By Blythe Woolston
Black Helicopters is narrated by a girl named Valkyrie. Her father raised her and her brother, Bo, away from civilization, and they fear other people. They believe that everyone is out to get them, and, during the "present" chapters of the books - intermingled with flashbacks - Valkyrie goes out with a bomb strapped to her chest to blow something up. That's pretty much the whole story.
This book was one of the most unfulfilling stories I have ever read. At the end, I knew about as much as I did at the beginning; there was no discovery. Valkyrie was barely a character. I could not relate to her in any way. Her motivations were completely lost on me. I never really understood what she was trying to do, and even after I finished the book, I still couldn't figure out where it had been trying to go.

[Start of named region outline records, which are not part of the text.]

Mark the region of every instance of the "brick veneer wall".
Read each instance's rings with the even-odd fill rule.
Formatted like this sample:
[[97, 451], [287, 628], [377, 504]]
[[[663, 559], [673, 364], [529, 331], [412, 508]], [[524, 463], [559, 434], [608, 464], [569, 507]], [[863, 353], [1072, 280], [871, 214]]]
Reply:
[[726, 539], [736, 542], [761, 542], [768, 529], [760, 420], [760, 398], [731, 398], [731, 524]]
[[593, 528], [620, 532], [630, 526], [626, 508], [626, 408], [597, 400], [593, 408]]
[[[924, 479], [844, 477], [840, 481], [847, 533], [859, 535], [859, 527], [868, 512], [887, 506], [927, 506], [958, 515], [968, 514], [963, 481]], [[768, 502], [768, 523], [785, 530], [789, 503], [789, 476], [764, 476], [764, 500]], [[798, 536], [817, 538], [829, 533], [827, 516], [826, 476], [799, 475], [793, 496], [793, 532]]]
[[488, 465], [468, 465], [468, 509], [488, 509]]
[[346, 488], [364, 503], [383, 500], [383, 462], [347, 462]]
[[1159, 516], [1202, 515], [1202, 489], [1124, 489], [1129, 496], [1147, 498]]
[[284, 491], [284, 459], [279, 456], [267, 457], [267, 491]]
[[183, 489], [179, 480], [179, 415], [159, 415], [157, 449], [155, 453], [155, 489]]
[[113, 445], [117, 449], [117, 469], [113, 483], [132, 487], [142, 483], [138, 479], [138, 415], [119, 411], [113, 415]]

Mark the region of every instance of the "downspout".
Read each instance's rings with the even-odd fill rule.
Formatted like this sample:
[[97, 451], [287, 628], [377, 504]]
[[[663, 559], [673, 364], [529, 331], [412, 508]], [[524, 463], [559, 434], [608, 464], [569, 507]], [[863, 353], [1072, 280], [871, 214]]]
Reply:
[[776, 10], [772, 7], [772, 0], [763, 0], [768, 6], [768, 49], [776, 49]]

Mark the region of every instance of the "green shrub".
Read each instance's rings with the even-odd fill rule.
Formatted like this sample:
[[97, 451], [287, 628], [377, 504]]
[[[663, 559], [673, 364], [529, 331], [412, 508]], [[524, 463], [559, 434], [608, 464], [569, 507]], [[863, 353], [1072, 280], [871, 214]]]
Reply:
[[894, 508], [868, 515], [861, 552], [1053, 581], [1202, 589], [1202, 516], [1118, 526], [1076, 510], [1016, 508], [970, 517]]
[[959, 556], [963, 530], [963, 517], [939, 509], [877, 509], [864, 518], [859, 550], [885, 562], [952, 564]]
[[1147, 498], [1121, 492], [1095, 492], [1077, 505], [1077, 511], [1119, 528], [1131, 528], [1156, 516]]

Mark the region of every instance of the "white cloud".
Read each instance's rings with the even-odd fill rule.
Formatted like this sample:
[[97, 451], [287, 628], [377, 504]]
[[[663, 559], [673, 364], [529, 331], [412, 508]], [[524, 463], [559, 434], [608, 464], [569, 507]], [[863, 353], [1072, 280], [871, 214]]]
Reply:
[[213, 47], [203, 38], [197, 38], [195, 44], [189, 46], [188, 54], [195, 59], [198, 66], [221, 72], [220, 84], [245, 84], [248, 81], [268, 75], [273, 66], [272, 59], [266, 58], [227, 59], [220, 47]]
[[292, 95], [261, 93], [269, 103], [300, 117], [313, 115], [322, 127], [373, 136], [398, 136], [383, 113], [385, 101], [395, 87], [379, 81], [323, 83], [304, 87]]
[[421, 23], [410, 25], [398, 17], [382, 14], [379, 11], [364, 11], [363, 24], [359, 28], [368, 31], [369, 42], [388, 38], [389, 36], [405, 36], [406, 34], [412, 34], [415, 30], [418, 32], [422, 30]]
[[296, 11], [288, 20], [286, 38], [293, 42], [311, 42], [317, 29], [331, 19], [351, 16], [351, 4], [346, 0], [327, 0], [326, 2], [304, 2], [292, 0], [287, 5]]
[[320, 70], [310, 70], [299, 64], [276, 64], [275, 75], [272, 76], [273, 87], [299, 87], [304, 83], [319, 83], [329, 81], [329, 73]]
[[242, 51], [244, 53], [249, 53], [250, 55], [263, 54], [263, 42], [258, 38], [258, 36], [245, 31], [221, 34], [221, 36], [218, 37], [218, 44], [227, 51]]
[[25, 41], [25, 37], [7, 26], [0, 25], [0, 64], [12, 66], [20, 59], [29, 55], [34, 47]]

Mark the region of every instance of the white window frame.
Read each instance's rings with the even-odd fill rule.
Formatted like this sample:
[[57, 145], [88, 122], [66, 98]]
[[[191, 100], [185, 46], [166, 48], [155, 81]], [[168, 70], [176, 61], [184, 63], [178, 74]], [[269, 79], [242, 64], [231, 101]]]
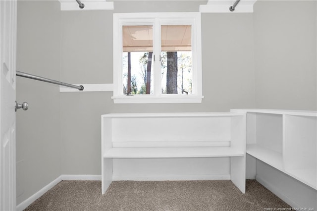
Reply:
[[[154, 71], [154, 94], [127, 96], [122, 89], [122, 26], [191, 25], [193, 52], [193, 93], [162, 94], [160, 72]], [[200, 103], [202, 95], [202, 42], [200, 12], [159, 12], [113, 14], [113, 99], [114, 103]], [[160, 27], [154, 27], [154, 55], [160, 54]], [[154, 62], [160, 69], [160, 62]], [[157, 67], [154, 68], [154, 69]]]

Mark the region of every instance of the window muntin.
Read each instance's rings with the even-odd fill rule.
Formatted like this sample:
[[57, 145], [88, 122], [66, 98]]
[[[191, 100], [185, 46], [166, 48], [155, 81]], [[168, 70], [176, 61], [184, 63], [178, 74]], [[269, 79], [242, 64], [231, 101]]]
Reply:
[[[200, 13], [118, 13], [114, 14], [113, 17], [114, 92], [112, 98], [114, 100], [115, 103], [129, 103], [128, 101], [125, 102], [125, 101], [121, 100], [121, 99], [130, 99], [130, 103], [138, 103], [140, 99], [149, 100], [141, 100], [140, 102], [141, 103], [201, 102], [203, 96], [202, 96]], [[134, 47], [129, 46], [127, 45], [127, 42], [123, 40], [124, 31], [131, 29], [132, 31], [134, 30], [133, 33], [135, 35], [138, 35], [138, 37], [143, 38], [140, 39], [140, 41], [142, 41], [142, 43], [139, 42], [137, 47], [136, 45]], [[163, 32], [166, 30], [169, 33]], [[173, 35], [173, 31], [179, 33], [174, 33]], [[181, 34], [180, 32], [186, 31], [187, 33], [181, 32], [182, 35], [179, 35]], [[148, 36], [146, 39], [144, 36], [140, 35], [142, 33], [140, 32], [142, 32], [144, 34], [152, 34], [152, 43], [149, 42], [151, 39], [148, 39]], [[167, 36], [169, 40], [164, 40], [164, 36]], [[176, 38], [177, 36], [182, 37], [181, 41], [182, 42], [180, 43], [181, 39]], [[135, 36], [130, 36], [131, 37], [133, 38], [135, 41]], [[152, 44], [153, 45], [151, 45]], [[153, 52], [151, 52], [151, 50]], [[167, 60], [165, 59], [164, 63], [164, 59], [167, 58], [167, 52], [173, 52], [173, 51], [174, 52], [177, 52], [177, 94], [170, 93], [166, 95], [165, 93], [168, 93], [166, 85]], [[131, 58], [133, 54], [138, 53], [143, 55], [144, 58], [148, 57], [146, 58], [145, 62], [151, 63], [151, 74], [150, 76], [147, 75], [148, 77], [151, 78], [149, 94], [145, 94], [144, 92], [135, 94], [133, 92], [131, 92], [136, 97], [131, 98], [126, 96], [128, 93], [127, 51], [132, 52], [130, 52]], [[152, 58], [148, 55], [150, 52], [153, 52]], [[182, 60], [180, 61], [180, 59]], [[131, 62], [132, 65], [132, 62]], [[180, 65], [180, 64], [182, 62], [185, 62], [186, 64]], [[182, 70], [182, 71], [178, 70]], [[132, 70], [131, 71], [133, 75]], [[165, 79], [163, 79], [162, 77], [165, 78]], [[142, 76], [140, 76], [140, 78], [142, 78]], [[145, 83], [142, 83], [144, 86]], [[140, 89], [138, 89], [138, 90], [140, 90]], [[139, 97], [137, 97], [137, 96]], [[166, 96], [166, 98], [164, 96]], [[179, 98], [177, 96], [183, 97]], [[163, 99], [165, 100], [158, 100]], [[158, 100], [155, 101], [154, 99]]]

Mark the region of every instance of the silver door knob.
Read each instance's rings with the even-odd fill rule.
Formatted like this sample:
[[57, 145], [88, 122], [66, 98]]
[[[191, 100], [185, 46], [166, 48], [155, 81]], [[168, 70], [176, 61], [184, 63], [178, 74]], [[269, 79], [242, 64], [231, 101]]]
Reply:
[[17, 103], [16, 101], [15, 101], [15, 111], [16, 111], [18, 109], [21, 108], [24, 110], [26, 110], [29, 108], [29, 104], [28, 104], [27, 102], [24, 102], [22, 104], [19, 104]]

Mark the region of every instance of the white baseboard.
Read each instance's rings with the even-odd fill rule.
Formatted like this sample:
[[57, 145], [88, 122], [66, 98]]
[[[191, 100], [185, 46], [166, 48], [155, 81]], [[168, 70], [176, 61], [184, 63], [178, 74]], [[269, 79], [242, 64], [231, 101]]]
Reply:
[[174, 181], [229, 180], [230, 174], [170, 175], [112, 175], [113, 181]]
[[101, 181], [101, 175], [90, 174], [73, 175], [62, 174], [60, 175], [62, 180], [98, 180]]
[[16, 206], [16, 211], [23, 211], [48, 191], [57, 185], [58, 182], [62, 180], [101, 180], [101, 175], [62, 174], [49, 183], [47, 185], [44, 187], [42, 189], [29, 197], [27, 200], [20, 203]]
[[268, 189], [272, 193], [277, 196], [277, 197], [278, 197], [282, 200], [285, 202], [292, 208], [303, 207], [301, 205], [298, 204], [298, 203], [295, 202], [292, 199], [290, 198], [287, 196], [285, 195], [279, 190], [278, 190], [278, 189], [276, 188], [276, 187], [273, 185], [270, 185], [269, 182], [267, 182], [265, 180], [263, 179], [261, 177], [259, 176], [259, 175], [257, 175], [257, 181], [264, 187], [266, 188], [267, 189]]
[[19, 204], [16, 206], [16, 211], [21, 211], [27, 208], [30, 205], [33, 203], [33, 202], [35, 201], [35, 200], [39, 198], [48, 190], [57, 185], [57, 184], [61, 180], [61, 175], [60, 175], [52, 182], [49, 183], [47, 185], [45, 186], [42, 189], [36, 192], [35, 194], [29, 197], [26, 200]]

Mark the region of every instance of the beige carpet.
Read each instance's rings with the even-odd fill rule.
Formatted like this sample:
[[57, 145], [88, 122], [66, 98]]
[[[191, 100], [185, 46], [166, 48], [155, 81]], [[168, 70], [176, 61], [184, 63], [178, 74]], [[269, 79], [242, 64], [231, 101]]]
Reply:
[[[245, 194], [228, 180], [62, 181], [25, 211], [263, 211], [290, 208], [255, 180]], [[277, 210], [276, 209], [276, 210]]]

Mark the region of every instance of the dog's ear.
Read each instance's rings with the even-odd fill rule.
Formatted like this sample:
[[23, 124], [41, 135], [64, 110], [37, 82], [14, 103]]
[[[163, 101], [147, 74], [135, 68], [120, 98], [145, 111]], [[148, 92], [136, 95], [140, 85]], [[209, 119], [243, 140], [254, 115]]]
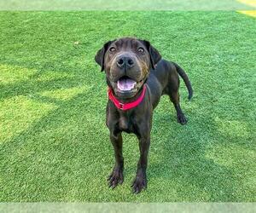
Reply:
[[162, 56], [160, 55], [159, 51], [150, 44], [148, 41], [143, 40], [143, 42], [149, 53], [151, 67], [154, 70], [156, 64], [161, 60]]
[[105, 54], [106, 51], [108, 50], [109, 45], [113, 43], [113, 41], [108, 41], [107, 42], [103, 47], [98, 50], [97, 54], [95, 55], [95, 61], [102, 66], [102, 72], [105, 69], [104, 67], [104, 58], [105, 58]]

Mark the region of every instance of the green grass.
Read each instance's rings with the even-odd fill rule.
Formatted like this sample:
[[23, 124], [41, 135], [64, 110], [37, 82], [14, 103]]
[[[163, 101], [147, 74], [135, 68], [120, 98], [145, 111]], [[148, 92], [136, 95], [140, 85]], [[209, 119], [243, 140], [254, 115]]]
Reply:
[[[0, 201], [256, 201], [256, 20], [236, 12], [0, 13]], [[125, 135], [125, 182], [108, 189], [113, 152], [107, 88], [94, 55], [123, 36], [180, 64], [195, 97], [176, 121], [154, 116], [148, 187], [131, 193], [138, 146]]]
[[253, 9], [237, 0], [0, 0], [0, 10], [235, 10]]

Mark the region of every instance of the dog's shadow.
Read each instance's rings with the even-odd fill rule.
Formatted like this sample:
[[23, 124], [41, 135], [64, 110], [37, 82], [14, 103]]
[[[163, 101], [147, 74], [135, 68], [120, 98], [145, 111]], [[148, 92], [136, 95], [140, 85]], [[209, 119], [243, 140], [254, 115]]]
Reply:
[[223, 131], [211, 112], [199, 113], [189, 104], [184, 107], [189, 118], [184, 126], [177, 123], [174, 110], [166, 112], [162, 104], [154, 115], [148, 170], [151, 187], [172, 191], [183, 201], [242, 201], [241, 165], [236, 166], [239, 159], [232, 158], [237, 158], [232, 152], [239, 136]]

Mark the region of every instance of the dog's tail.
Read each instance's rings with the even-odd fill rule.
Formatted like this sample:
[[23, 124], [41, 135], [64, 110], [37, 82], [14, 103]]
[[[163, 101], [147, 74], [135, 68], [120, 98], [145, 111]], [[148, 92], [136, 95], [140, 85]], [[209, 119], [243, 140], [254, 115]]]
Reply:
[[181, 68], [176, 63], [173, 63], [175, 67], [176, 67], [176, 70], [177, 72], [177, 73], [180, 75], [180, 77], [183, 79], [185, 84], [186, 84], [186, 87], [189, 90], [189, 101], [191, 101], [191, 98], [193, 96], [193, 89], [192, 89], [192, 86], [191, 86], [191, 83], [189, 79], [189, 77], [187, 76], [186, 72], [183, 70], [183, 68]]

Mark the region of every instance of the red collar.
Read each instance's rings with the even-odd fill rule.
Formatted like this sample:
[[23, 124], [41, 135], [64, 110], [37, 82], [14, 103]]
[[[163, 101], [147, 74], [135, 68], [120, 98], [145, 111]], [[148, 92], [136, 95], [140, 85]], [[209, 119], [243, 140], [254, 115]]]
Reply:
[[135, 108], [144, 99], [147, 87], [144, 84], [141, 95], [134, 101], [130, 103], [121, 103], [113, 94], [111, 88], [108, 87], [108, 99], [114, 104], [114, 106], [123, 111]]

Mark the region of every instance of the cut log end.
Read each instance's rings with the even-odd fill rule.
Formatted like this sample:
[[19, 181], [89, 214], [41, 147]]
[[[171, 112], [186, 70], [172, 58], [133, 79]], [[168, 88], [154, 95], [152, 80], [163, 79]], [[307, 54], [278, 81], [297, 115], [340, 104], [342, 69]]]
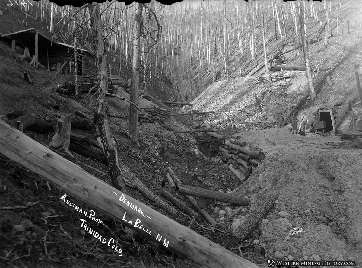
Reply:
[[258, 158], [260, 160], [262, 160], [265, 158], [265, 154], [262, 152], [260, 152], [258, 154]]

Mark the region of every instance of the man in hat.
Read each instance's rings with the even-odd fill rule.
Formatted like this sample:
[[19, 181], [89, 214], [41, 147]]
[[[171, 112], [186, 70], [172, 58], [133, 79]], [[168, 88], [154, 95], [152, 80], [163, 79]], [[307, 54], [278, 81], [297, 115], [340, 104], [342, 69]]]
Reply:
[[295, 114], [292, 113], [292, 116], [290, 118], [290, 123], [292, 124], [292, 134], [294, 134], [294, 132], [295, 131], [295, 134], [298, 133], [296, 129], [296, 123], [298, 122], [298, 118], [295, 116]]
[[349, 123], [351, 127], [352, 131], [356, 131], [356, 121], [357, 121], [357, 115], [353, 111], [350, 111], [348, 113], [348, 115], [349, 116], [350, 120], [351, 120]]
[[303, 113], [303, 115], [300, 118], [300, 131], [303, 131], [304, 133], [307, 130], [307, 125], [308, 123], [308, 117], [307, 116], [306, 112]]
[[281, 113], [279, 113], [278, 115], [279, 116], [277, 118], [277, 123], [278, 124], [278, 127], [281, 129], [282, 125], [283, 125], [283, 121], [284, 121], [284, 118], [283, 117], [283, 114]]
[[319, 114], [319, 112], [316, 112], [315, 116], [314, 116], [315, 121], [320, 121], [320, 115]]

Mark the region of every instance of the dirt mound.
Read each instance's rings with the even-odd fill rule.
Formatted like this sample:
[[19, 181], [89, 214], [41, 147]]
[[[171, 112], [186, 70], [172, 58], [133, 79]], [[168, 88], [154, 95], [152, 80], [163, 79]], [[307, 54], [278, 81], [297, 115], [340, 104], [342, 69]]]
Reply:
[[[239, 135], [266, 156], [236, 192], [257, 200], [270, 191], [280, 193], [258, 238], [272, 241], [266, 242], [268, 256], [303, 260], [317, 255], [322, 260], [361, 263], [362, 152], [338, 137], [301, 136], [285, 129]], [[304, 233], [290, 235], [298, 227]]]

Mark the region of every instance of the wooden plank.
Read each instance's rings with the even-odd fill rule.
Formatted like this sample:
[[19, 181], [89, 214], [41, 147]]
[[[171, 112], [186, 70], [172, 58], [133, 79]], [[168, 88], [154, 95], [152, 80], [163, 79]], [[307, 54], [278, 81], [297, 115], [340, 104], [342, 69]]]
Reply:
[[38, 68], [38, 32], [35, 33], [35, 67]]
[[[187, 227], [123, 194], [5, 122], [0, 121], [0, 127], [1, 154], [7, 157], [43, 177], [93, 210], [158, 242], [194, 265], [258, 268]], [[65, 201], [66, 198], [59, 197], [60, 201]], [[134, 209], [136, 206], [136, 210]], [[79, 223], [80, 225], [81, 222], [80, 221]]]

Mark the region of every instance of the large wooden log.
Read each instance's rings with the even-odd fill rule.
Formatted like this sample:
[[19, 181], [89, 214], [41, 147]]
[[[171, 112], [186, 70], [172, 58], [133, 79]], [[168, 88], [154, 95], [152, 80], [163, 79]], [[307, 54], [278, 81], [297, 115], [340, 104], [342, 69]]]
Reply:
[[161, 192], [161, 196], [164, 198], [168, 200], [170, 202], [176, 206], [178, 207], [180, 209], [182, 210], [186, 214], [190, 217], [195, 217], [197, 219], [197, 221], [200, 221], [200, 215], [195, 212], [193, 210], [190, 209], [184, 204], [180, 201], [167, 191], [163, 190]]
[[172, 169], [169, 167], [167, 168], [167, 171], [168, 171], [169, 173], [170, 173], [170, 175], [171, 175], [172, 180], [173, 180], [173, 182], [176, 185], [177, 188], [178, 189], [178, 187], [181, 185], [181, 181], [180, 180], [180, 179], [178, 179], [178, 177], [175, 174], [175, 172], [173, 172]]
[[234, 173], [237, 178], [239, 179], [240, 181], [244, 181], [245, 180], [245, 176], [244, 173], [238, 168], [236, 168], [233, 167], [232, 164], [229, 165], [229, 169], [231, 171], [231, 172]]
[[[37, 60], [37, 61], [38, 61]], [[60, 72], [61, 71], [62, 71], [62, 70], [63, 70], [63, 68], [64, 68], [64, 66], [66, 66], [66, 64], [67, 64], [67, 61], [66, 60], [65, 62], [64, 62], [64, 63], [63, 63], [63, 65], [62, 65], [62, 66], [60, 68], [58, 69], [58, 70], [56, 71], [56, 72], [55, 73], [55, 75], [52, 78], [52, 79], [50, 81], [51, 82], [52, 82], [54, 80], [54, 79], [55, 79], [55, 77], [56, 77], [56, 76], [58, 75], [58, 74], [59, 73], [59, 72]]]
[[209, 189], [198, 188], [187, 185], [181, 185], [178, 187], [178, 192], [184, 194], [202, 197], [207, 199], [216, 200], [239, 206], [248, 206], [249, 200], [247, 198], [236, 196], [232, 194], [219, 193]]
[[169, 114], [169, 116], [185, 116], [190, 114], [203, 114], [209, 113], [214, 113], [214, 112], [197, 112], [194, 113], [172, 113]]
[[205, 132], [205, 129], [190, 129], [188, 130], [176, 130], [173, 131], [175, 134], [181, 133], [195, 133], [195, 132]]
[[[2, 154], [43, 177], [93, 210], [163, 243], [172, 252], [194, 265], [258, 268], [190, 228], [123, 194], [1, 121], [0, 127]], [[136, 206], [137, 210], [134, 209]]]
[[253, 158], [256, 158], [260, 160], [262, 160], [265, 158], [265, 155], [262, 152], [257, 152], [247, 149], [244, 147], [242, 147], [236, 144], [231, 143], [229, 141], [225, 141], [224, 143], [226, 145], [229, 146], [231, 148], [238, 150], [240, 152], [250, 155]]
[[[284, 65], [283, 66], [277, 66], [275, 67], [272, 67], [270, 68], [270, 71], [281, 71], [282, 69], [283, 71], [287, 70], [295, 70], [295, 71], [305, 71], [306, 67], [302, 66], [287, 66]], [[319, 70], [323, 72], [327, 72], [328, 69], [325, 68], [319, 68]]]
[[206, 129], [207, 130], [207, 131], [210, 131], [211, 132], [214, 131], [214, 127], [213, 127], [209, 123], [209, 122], [206, 120], [204, 121], [204, 125], [205, 125], [205, 126], [206, 127]]
[[71, 122], [72, 117], [70, 116], [62, 116], [61, 118], [58, 118], [55, 127], [55, 133], [49, 145], [56, 150], [62, 150], [72, 157], [74, 157], [69, 151]]
[[193, 104], [190, 102], [179, 102], [177, 101], [161, 101], [163, 103], [168, 103], [170, 104], [179, 104], [180, 105], [188, 105], [192, 106]]
[[189, 200], [191, 204], [194, 205], [194, 206], [199, 212], [201, 213], [201, 215], [203, 216], [203, 217], [205, 218], [207, 222], [210, 223], [211, 225], [213, 226], [215, 226], [217, 225], [218, 223], [215, 221], [215, 220], [213, 219], [210, 214], [207, 213], [207, 212], [205, 210], [205, 209], [200, 208], [199, 205], [197, 204], [197, 201], [195, 200], [191, 196], [186, 195], [186, 197], [187, 198], [187, 199]]
[[231, 243], [239, 244], [245, 239], [273, 207], [277, 198], [278, 195], [275, 193], [273, 193], [270, 196], [266, 197], [230, 236], [230, 240]]
[[227, 139], [228, 140], [231, 142], [234, 143], [234, 144], [236, 144], [237, 145], [241, 146], [242, 147], [246, 146], [247, 145], [247, 143], [245, 142], [242, 142], [241, 141], [239, 141], [237, 139], [234, 139], [233, 138], [229, 138]]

Valkyrie was ageless in that anywhere-between-eight-and-eighteen way; it states that she's fifteen, but her character is so malleable and mushy that if it hadn't been explicitly stated, I would never have known. She was altogether a not very believable character. The black helicopters are an almost forced element of the book at times, and I found it to be an inappropriate title. The title should have hinted at some sort of theme in the book instead of simply pointing to one of the plot elements. I could have used the hint.
I give this book a 1. It is gruel. Tasteless, not particularly filling, and eaten only when there is nothing else to eat. If you think this book sounds interesting, read the back cover. That's a better story than what's between the covers, and you get the same amount out of it as you would if you read the whole thing.